The conversation veered back to music, with a discussion of one of Crosby, Still, Nash & Young’s most seminal songs, “Ohio,” written and composed by Young in 1970. Asked by Smith about the backstory to the song, Young disclosed that “Ohio” was written far from the Midwest, while he was staying with fellow singer David Crosby at a cabin in northern California. The song was sparked in response to a Life magazine cover, the iconic photo of the young woman kneeling over the prone body of a young man shot at Kent State University by the Ohio National Guard.
“When were you aware of the impact that the song made?” Smith asked, referring to the Viet Nam protesters of that era who took up “Ohio” as their anthem. The question prompted Young to reveal his discomfort that he had profited financially from the upheaval, declaring, “You didn’t want to become that which you were separating yourself from.” Smith, who recalled working at a New York City bookstore at the time the song was released, praised him for “translating that picture,” and for “making us more aware of what was going on in our world.”

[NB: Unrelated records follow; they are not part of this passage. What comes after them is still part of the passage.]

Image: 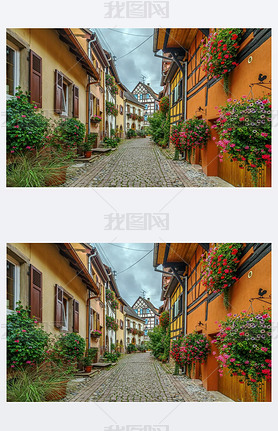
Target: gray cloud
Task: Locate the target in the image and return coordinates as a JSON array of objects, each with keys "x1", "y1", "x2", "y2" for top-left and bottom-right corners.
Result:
[
  {"x1": 96, "y1": 243, "x2": 162, "y2": 307},
  {"x1": 94, "y1": 28, "x2": 162, "y2": 93}
]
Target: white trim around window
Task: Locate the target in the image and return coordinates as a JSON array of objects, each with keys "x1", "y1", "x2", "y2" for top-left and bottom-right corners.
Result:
[
  {"x1": 7, "y1": 256, "x2": 20, "y2": 314},
  {"x1": 6, "y1": 41, "x2": 20, "y2": 99}
]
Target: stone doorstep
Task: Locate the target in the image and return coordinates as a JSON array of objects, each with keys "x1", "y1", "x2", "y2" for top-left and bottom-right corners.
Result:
[
  {"x1": 208, "y1": 391, "x2": 235, "y2": 403},
  {"x1": 92, "y1": 362, "x2": 114, "y2": 368},
  {"x1": 74, "y1": 370, "x2": 98, "y2": 377},
  {"x1": 191, "y1": 164, "x2": 234, "y2": 187}
]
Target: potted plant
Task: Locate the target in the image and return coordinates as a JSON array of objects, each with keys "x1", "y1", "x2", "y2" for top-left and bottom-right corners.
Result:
[
  {"x1": 83, "y1": 140, "x2": 92, "y2": 159},
  {"x1": 91, "y1": 329, "x2": 102, "y2": 338},
  {"x1": 83, "y1": 355, "x2": 92, "y2": 373}
]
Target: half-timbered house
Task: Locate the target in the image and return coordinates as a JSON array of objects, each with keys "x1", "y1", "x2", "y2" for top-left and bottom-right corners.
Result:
[
  {"x1": 132, "y1": 296, "x2": 159, "y2": 341},
  {"x1": 132, "y1": 81, "x2": 159, "y2": 126},
  {"x1": 153, "y1": 28, "x2": 271, "y2": 187},
  {"x1": 154, "y1": 243, "x2": 271, "y2": 401}
]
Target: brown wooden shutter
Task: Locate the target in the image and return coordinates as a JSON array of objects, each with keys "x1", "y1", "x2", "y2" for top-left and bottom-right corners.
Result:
[
  {"x1": 54, "y1": 284, "x2": 64, "y2": 328},
  {"x1": 54, "y1": 70, "x2": 63, "y2": 114},
  {"x1": 96, "y1": 313, "x2": 100, "y2": 331},
  {"x1": 73, "y1": 299, "x2": 79, "y2": 332},
  {"x1": 30, "y1": 265, "x2": 42, "y2": 322},
  {"x1": 97, "y1": 99, "x2": 99, "y2": 115},
  {"x1": 72, "y1": 85, "x2": 79, "y2": 118},
  {"x1": 29, "y1": 50, "x2": 42, "y2": 108}
]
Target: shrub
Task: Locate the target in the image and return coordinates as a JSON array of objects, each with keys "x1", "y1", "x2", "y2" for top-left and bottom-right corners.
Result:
[
  {"x1": 7, "y1": 304, "x2": 49, "y2": 368},
  {"x1": 212, "y1": 311, "x2": 271, "y2": 401},
  {"x1": 126, "y1": 129, "x2": 136, "y2": 139},
  {"x1": 106, "y1": 101, "x2": 116, "y2": 117},
  {"x1": 6, "y1": 89, "x2": 49, "y2": 154},
  {"x1": 51, "y1": 118, "x2": 86, "y2": 153},
  {"x1": 103, "y1": 137, "x2": 118, "y2": 148},
  {"x1": 103, "y1": 352, "x2": 120, "y2": 362},
  {"x1": 7, "y1": 364, "x2": 73, "y2": 402},
  {"x1": 148, "y1": 326, "x2": 170, "y2": 358},
  {"x1": 171, "y1": 332, "x2": 210, "y2": 376},
  {"x1": 126, "y1": 344, "x2": 137, "y2": 353},
  {"x1": 51, "y1": 332, "x2": 86, "y2": 365},
  {"x1": 202, "y1": 243, "x2": 242, "y2": 308},
  {"x1": 106, "y1": 316, "x2": 119, "y2": 331},
  {"x1": 178, "y1": 117, "x2": 210, "y2": 160},
  {"x1": 159, "y1": 310, "x2": 170, "y2": 328},
  {"x1": 7, "y1": 149, "x2": 69, "y2": 187},
  {"x1": 159, "y1": 96, "x2": 170, "y2": 114},
  {"x1": 212, "y1": 96, "x2": 271, "y2": 186}
]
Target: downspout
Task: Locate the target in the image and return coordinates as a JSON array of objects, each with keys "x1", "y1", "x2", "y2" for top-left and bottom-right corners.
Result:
[
  {"x1": 183, "y1": 61, "x2": 187, "y2": 121},
  {"x1": 87, "y1": 250, "x2": 98, "y2": 349},
  {"x1": 87, "y1": 36, "x2": 97, "y2": 135}
]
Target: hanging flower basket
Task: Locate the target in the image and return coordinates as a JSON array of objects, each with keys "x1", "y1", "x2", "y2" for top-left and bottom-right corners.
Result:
[
  {"x1": 202, "y1": 243, "x2": 242, "y2": 308},
  {"x1": 170, "y1": 332, "x2": 210, "y2": 376},
  {"x1": 212, "y1": 96, "x2": 271, "y2": 186},
  {"x1": 212, "y1": 311, "x2": 271, "y2": 401},
  {"x1": 201, "y1": 28, "x2": 242, "y2": 94},
  {"x1": 179, "y1": 117, "x2": 210, "y2": 161}
]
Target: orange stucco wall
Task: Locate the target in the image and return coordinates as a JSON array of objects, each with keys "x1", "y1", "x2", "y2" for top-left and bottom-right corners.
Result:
[
  {"x1": 187, "y1": 29, "x2": 271, "y2": 187},
  {"x1": 187, "y1": 246, "x2": 271, "y2": 401}
]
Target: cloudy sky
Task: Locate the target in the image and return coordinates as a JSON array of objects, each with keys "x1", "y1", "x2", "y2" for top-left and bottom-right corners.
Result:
[
  {"x1": 93, "y1": 28, "x2": 162, "y2": 93},
  {"x1": 94, "y1": 243, "x2": 162, "y2": 307}
]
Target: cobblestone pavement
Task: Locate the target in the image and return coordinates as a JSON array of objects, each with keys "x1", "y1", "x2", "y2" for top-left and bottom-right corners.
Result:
[
  {"x1": 63, "y1": 138, "x2": 216, "y2": 187},
  {"x1": 63, "y1": 352, "x2": 216, "y2": 402}
]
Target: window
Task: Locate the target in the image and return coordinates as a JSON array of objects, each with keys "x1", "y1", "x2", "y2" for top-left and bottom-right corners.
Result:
[
  {"x1": 62, "y1": 82, "x2": 69, "y2": 115},
  {"x1": 62, "y1": 296, "x2": 69, "y2": 331},
  {"x1": 6, "y1": 42, "x2": 19, "y2": 97},
  {"x1": 7, "y1": 257, "x2": 20, "y2": 313}
]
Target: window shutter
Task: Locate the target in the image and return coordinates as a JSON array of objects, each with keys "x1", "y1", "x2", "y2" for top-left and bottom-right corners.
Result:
[
  {"x1": 54, "y1": 70, "x2": 63, "y2": 114},
  {"x1": 29, "y1": 50, "x2": 42, "y2": 108},
  {"x1": 97, "y1": 313, "x2": 100, "y2": 331},
  {"x1": 90, "y1": 308, "x2": 96, "y2": 331},
  {"x1": 54, "y1": 284, "x2": 64, "y2": 328},
  {"x1": 73, "y1": 299, "x2": 79, "y2": 332},
  {"x1": 72, "y1": 85, "x2": 79, "y2": 118},
  {"x1": 97, "y1": 99, "x2": 99, "y2": 115},
  {"x1": 30, "y1": 265, "x2": 42, "y2": 322}
]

Although she wasn’t always successful, Smith did try at various points to turn the conversation back to books, in between her questions about Young’s music and his songwriting process. Her question to Young on his reading preferences revealed that he is reading Smith’s National Book Award-winning memoir about her relationship to Robert Mapplethorpe, Just Kids. “I’m the highway and landscapes. You are cities and bricks,” Young said, praising her book as effusively as she had previously praised his. “We’re on similar paths, but in different geographic places. Our [books] represent that.”